In the course of those three years, Brian encountered and helped solve other similar problems. A beloved school in Brian’s district, Wadleigh Secondary, was slated for partial closure after receiving extra taxpayer funding as part of the Renewal Schools program., Brian wanted to know what had happened. He demanded to know how the money was spent and what metrics were used to determine that the school should close. After conversations with parents, teachers, and agency officials, Brian proposed a collaborative innovative solution that saved the school - protecting both taxpayers’ investment and Harlem students’ dreams for their future. Wadleigh is now thriving.

Other schools have not been saved by such collaborative approaches, and it seems that the Department of Education’s approach isn’t to ask teachers, parents and local leaders to help, but rather to spend millions on consultants when they encounter a problem. In this last year alone, the city paid $35.5 million for First Lady McCray’s ThriveNYC mental health school “consultants,” who are not directly serving students, and $2.86 million to consulting firm Accenture for management advice. As Comptroller, Brian will determine whether these consulting contracts have resulted in quantifiable gains for student populations or school programming.
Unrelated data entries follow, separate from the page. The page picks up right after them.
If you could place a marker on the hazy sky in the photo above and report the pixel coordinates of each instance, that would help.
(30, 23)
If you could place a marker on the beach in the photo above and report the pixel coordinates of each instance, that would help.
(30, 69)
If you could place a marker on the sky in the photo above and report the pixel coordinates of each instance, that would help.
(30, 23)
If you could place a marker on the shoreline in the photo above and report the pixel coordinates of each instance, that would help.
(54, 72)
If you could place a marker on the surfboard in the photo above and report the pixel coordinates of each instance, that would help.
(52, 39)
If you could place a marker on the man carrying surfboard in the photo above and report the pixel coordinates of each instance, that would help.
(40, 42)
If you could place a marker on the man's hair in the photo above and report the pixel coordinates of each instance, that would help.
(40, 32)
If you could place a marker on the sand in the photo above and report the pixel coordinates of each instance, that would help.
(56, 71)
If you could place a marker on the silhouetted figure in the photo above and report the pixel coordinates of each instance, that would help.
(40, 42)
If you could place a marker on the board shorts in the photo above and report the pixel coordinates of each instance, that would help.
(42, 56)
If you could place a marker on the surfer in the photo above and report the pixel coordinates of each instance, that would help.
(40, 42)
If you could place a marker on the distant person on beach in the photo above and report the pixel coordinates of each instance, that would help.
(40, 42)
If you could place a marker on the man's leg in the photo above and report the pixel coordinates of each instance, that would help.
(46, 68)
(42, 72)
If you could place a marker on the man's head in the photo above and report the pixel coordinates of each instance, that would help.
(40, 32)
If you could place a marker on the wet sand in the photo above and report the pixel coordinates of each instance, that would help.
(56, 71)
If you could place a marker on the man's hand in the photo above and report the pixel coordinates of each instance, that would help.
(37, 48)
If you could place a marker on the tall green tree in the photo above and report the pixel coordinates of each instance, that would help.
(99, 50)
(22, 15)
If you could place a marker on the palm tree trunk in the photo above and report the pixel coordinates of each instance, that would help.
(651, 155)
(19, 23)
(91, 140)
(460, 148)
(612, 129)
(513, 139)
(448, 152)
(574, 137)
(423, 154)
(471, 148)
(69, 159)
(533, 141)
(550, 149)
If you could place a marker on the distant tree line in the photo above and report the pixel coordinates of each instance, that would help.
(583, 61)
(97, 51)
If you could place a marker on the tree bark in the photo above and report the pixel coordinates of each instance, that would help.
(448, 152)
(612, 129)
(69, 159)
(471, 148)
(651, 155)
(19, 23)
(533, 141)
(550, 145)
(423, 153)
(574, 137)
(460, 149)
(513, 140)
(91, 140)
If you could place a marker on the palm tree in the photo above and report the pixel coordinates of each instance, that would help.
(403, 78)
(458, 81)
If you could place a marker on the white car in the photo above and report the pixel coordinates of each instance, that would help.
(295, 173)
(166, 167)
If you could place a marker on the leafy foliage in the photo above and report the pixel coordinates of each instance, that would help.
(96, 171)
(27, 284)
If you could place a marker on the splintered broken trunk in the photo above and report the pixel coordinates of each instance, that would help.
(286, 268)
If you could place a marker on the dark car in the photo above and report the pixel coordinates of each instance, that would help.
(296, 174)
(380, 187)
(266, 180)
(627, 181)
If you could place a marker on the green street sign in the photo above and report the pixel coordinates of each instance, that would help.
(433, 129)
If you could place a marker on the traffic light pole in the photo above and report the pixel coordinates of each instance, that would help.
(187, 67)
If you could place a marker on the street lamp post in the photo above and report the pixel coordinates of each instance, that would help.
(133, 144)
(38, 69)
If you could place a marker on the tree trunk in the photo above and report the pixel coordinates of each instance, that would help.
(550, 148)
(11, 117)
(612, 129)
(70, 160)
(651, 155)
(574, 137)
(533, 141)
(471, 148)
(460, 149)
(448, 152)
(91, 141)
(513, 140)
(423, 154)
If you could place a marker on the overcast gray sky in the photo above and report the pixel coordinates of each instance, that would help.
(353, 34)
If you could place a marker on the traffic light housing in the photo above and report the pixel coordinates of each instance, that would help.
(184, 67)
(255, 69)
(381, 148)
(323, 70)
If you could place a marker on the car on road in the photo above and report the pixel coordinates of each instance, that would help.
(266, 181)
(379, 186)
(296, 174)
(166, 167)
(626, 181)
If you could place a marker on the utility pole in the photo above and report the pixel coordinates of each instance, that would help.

As a senator, Brian has supported tax increases aimed at fully funding foundation aid, but he’s also worked to ensure those funds get to the students who they were intended for when the funds were appropriated. He will do the same as Comptroller.


New York City needs a Comptroller who will ensure that every dollar that is spent has a positive impact on New Yorkers’ quality of life. Brian has the experience fighting for those most impacted when agencies fall short, and the skills to fix the problems that need to be addressed.